Souza seria preso novamente em 29 de agosto, quando a PF deflagrou a Operação Coroa. O morador de Caxias foi encontrado em Ponta Porã e resistiu a ação policial. Houve troca de tiros, mas ninguém se feriu. A PF também cumpriu mandados de busca em imóveis de Souza em Caxias.

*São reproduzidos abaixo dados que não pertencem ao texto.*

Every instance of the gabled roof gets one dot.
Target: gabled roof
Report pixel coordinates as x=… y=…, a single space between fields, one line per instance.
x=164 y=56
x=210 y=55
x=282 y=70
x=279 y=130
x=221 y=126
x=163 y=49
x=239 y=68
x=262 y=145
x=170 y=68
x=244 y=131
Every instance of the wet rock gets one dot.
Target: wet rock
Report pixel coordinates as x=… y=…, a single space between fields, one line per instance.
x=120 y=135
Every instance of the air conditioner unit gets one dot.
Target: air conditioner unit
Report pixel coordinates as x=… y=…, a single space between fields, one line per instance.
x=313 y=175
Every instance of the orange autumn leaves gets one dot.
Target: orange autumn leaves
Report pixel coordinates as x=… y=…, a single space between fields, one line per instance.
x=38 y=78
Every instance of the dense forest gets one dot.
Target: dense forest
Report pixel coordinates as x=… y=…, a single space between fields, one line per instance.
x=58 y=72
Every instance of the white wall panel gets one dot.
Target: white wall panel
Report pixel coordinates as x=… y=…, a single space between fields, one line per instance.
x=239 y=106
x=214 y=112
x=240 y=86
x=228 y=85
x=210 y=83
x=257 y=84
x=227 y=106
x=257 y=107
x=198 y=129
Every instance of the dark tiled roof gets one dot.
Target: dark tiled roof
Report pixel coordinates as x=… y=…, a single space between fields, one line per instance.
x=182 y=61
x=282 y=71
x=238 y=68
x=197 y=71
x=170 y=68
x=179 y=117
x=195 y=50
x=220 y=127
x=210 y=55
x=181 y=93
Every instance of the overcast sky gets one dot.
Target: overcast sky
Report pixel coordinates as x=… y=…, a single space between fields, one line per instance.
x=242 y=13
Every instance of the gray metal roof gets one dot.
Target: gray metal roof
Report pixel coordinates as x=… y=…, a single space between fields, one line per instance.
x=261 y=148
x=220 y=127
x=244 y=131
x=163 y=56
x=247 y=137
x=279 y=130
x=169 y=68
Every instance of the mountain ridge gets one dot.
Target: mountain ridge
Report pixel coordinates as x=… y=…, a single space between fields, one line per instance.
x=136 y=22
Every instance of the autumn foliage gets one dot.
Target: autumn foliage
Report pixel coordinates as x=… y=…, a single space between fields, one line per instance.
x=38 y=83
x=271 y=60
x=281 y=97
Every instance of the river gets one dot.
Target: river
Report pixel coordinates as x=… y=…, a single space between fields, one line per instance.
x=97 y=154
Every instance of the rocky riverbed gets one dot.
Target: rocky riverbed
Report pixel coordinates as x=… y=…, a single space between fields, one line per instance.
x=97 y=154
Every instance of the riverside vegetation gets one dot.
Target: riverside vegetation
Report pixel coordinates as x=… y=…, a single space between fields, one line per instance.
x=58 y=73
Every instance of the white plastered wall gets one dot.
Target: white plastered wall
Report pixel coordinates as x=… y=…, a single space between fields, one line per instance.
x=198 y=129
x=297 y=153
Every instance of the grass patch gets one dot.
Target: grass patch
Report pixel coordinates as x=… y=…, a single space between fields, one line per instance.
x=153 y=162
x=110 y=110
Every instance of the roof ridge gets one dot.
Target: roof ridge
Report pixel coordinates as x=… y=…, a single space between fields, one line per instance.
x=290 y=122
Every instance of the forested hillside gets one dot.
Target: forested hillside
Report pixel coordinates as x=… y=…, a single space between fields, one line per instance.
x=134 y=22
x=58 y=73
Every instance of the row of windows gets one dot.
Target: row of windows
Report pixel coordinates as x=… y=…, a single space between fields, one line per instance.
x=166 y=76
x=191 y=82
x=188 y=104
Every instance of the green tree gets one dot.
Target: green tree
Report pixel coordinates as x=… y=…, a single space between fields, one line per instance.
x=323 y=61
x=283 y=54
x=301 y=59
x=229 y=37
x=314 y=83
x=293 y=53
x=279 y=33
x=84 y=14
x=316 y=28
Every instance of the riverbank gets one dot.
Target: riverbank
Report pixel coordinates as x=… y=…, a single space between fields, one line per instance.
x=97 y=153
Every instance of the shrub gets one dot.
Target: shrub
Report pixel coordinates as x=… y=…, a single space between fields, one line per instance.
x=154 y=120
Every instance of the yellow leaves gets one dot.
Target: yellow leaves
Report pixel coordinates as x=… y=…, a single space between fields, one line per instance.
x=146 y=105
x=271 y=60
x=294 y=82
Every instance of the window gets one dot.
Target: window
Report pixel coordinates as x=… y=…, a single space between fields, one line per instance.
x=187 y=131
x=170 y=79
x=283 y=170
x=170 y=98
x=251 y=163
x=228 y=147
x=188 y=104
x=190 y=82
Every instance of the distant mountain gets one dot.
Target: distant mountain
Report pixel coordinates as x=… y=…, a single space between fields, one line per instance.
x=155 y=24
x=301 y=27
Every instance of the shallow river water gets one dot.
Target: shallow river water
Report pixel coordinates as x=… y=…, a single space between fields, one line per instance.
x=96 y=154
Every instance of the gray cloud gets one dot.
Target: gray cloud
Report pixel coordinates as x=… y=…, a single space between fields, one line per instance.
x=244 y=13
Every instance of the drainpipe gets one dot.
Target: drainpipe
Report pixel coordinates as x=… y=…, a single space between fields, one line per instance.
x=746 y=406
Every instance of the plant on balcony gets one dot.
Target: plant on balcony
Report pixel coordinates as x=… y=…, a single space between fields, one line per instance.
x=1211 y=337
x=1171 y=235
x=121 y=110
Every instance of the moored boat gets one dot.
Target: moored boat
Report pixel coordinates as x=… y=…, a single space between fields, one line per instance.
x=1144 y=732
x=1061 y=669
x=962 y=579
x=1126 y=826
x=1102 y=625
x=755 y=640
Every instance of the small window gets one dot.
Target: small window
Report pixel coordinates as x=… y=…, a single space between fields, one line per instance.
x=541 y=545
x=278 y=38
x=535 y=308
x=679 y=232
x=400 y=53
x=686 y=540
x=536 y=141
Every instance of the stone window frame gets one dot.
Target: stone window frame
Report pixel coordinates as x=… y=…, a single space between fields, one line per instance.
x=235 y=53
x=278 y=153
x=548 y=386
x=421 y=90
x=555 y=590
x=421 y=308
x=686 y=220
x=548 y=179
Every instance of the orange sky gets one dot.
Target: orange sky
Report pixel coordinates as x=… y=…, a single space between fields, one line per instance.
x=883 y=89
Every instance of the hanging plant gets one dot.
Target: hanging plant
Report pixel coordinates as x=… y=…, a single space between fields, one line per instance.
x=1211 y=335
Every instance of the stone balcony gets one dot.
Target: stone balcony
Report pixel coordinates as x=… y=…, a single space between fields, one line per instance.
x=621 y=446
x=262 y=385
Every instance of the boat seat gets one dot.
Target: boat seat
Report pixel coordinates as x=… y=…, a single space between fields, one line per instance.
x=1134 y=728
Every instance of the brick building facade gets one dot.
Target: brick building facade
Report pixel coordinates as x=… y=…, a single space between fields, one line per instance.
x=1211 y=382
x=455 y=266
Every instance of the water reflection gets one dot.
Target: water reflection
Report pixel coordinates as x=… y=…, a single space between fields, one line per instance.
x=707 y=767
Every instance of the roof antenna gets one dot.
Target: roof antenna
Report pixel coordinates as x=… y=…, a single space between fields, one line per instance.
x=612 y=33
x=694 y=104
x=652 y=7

Braço direito já cumpriu pena
Se Souza era a ligação com traficantes internacionais, quem recebia o carregamento de cocaína em Caxias era Michel Pacheco, apontado pela PF como o gerente operacional em Caxias do Sul. Na Serra, a droga era vendida para dezenas de traficantes, que espalhavam a cocaína por pontos de tráfico e negociavam com usuários. A Polícia Civil é a responsável por esclarecer o alcance da rede criminosa e indiciar os traficantes locais.
Na Operação Coroa, Pacheco foi preso em casa, no bairro Pôr do Sol, e segue recolhido na Penitenciária Estadual no Apanhador. De acordo com seus advogados Andrei Felipe Valandro e Fernando de Souza Alves, Pacheco é um autônomo que compra e vende carros e nega veemente qualquer prática criminosa.
— Qual narcotraficante que mora lá no bairro Pôr do Sol e dirige um Palio? Ainda mais com esta quantidade de drogas que o apontam como responsável. Traficante ostenta poder, mas o Michel é um miserável. O Palio apreendido era o que ele utilizava para levar seu filho à escola — afirma Valandro.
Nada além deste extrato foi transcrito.